My post certainly wasn't intended to "catch"  LOL!   :)  I was deployed for two tours and was familiar with the standards they are put under.  With his history in previous news (Murrah), I wasn't surprised.  IMHO, I think he was lucky not to have the snot beat out of him and left tied to a stump.

With respect to information, lawyers can do a much better job with the details than I can, but I think it boils down to both what you are legally "oathed" to do, who the originator is (they signed the 312 in your example, not you), and the actual intent of the act when measured against the first two - an acid test.  For the military people, the NDA (SF 312) is the first part of the triad.  It is a legal record that you are briefed (and understand) your responsibilities - and does spell out the possible penalties.  As CAP members, you have signed no such equivalent (clicking on a web page button does not count).  Any "threats" of prosecution or legal action to someone who does release something like frequencies has no tangable teeth.  But the process within CAP does.  So while you most likely cannot be prosecuted or charged legally (as I have heard several members say, and patiently endure my drivel about it - LOL), CAP can darned sure issue suspension or termination - because it's well under the conditions of membership, and ultimately falls under the authority of the wing commanders (the membership priveledge vs right argument).

The AF (DoD) does not have jurisdiction over you as they do with military members.  Any yahoo can (and I expect they will) post wing frequencies.  You have no authority to force them to do anything.
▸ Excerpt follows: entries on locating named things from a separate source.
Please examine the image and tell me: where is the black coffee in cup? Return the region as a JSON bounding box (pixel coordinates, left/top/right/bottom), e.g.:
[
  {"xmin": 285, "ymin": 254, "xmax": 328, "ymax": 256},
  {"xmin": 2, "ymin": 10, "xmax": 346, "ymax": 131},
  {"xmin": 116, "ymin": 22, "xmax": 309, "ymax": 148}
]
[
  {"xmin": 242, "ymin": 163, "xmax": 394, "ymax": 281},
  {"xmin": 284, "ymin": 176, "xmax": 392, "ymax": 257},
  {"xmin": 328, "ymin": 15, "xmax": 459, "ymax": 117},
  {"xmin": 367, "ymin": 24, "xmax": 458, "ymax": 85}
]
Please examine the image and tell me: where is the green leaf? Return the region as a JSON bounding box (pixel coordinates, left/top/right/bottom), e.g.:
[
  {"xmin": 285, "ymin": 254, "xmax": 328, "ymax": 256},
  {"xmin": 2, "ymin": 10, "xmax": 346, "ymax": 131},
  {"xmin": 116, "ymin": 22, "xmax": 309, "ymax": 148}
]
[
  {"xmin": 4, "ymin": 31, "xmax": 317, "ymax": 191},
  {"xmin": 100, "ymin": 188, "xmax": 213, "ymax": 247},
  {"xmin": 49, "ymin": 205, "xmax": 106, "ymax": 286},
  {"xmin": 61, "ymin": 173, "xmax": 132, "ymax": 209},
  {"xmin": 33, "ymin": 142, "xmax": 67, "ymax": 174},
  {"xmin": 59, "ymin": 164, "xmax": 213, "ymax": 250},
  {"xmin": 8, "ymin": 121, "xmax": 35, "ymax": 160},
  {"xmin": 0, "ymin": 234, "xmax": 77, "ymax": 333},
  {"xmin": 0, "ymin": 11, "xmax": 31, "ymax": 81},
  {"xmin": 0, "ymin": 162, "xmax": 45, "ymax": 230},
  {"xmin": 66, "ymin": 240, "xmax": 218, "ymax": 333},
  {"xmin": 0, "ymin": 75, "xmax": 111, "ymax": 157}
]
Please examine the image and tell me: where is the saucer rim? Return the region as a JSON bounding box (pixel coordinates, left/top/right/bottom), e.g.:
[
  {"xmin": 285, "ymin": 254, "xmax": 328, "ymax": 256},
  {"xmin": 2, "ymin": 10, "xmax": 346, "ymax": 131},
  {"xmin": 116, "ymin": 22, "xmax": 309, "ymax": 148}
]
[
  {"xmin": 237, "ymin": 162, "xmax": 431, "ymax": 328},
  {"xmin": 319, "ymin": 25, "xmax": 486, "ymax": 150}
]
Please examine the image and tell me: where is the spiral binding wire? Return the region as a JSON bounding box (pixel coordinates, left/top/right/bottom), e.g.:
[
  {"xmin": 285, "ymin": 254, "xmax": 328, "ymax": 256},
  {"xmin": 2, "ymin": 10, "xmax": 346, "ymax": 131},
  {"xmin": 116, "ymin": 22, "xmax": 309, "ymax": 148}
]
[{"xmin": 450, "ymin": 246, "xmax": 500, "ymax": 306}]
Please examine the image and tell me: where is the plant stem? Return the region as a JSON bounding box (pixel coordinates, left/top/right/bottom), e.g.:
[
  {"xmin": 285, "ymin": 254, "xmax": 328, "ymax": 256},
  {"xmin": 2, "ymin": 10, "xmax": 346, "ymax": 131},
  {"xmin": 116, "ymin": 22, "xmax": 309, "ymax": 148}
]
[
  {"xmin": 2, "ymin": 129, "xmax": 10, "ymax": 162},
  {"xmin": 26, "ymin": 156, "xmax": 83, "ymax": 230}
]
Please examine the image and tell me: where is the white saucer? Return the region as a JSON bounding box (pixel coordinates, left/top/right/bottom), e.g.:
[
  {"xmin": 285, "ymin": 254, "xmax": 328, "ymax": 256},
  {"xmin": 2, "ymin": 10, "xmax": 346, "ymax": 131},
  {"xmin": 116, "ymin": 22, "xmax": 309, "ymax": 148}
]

Besides, some additional civil liberty arguments can be made that the moment a repeater is radiating, you're open broadcasting the frequency anyway.

I'm definately not advocating going against the FOUO policy letter and blabbing info.  I'm just being honest about the legal facts.  The frequencies WILL be available on google within days, and to assume otherwise is pretty absurd.  As a member, I follow the policy letter, say "sorry, can't help you", and press on to more important things that I can control.

Again, just my $0.02 thoughts.....


GerryRiv went through embed training and spilled it anyway, so thanks for pointing that out (and for pointing out that I didn't). A journalist who agrees not to reveal certain sensitive information (be it off the record, deep background, whatever) has to stand by that agreement.
As a newspaper editor in real life, I know that if confidential information is revealed by an authoritative source (without an agreement, mind you) and I print it, the liability doesn't fall on my shoulders. Of course, I'm going to intensely grill a reporter to ensure my butt's covered.
In much the same way, liability doesn't fall on someone who publishes freqs and other guarded information on the Web after finding it through totally legal means.
When I said CAP NHQ can persuade Web site owners to take down sensitive information, it's no different than following up with someone to get a nondisclosure statement signed. Of course, it's like trying to stop leaks in a sieve, one hole at a time....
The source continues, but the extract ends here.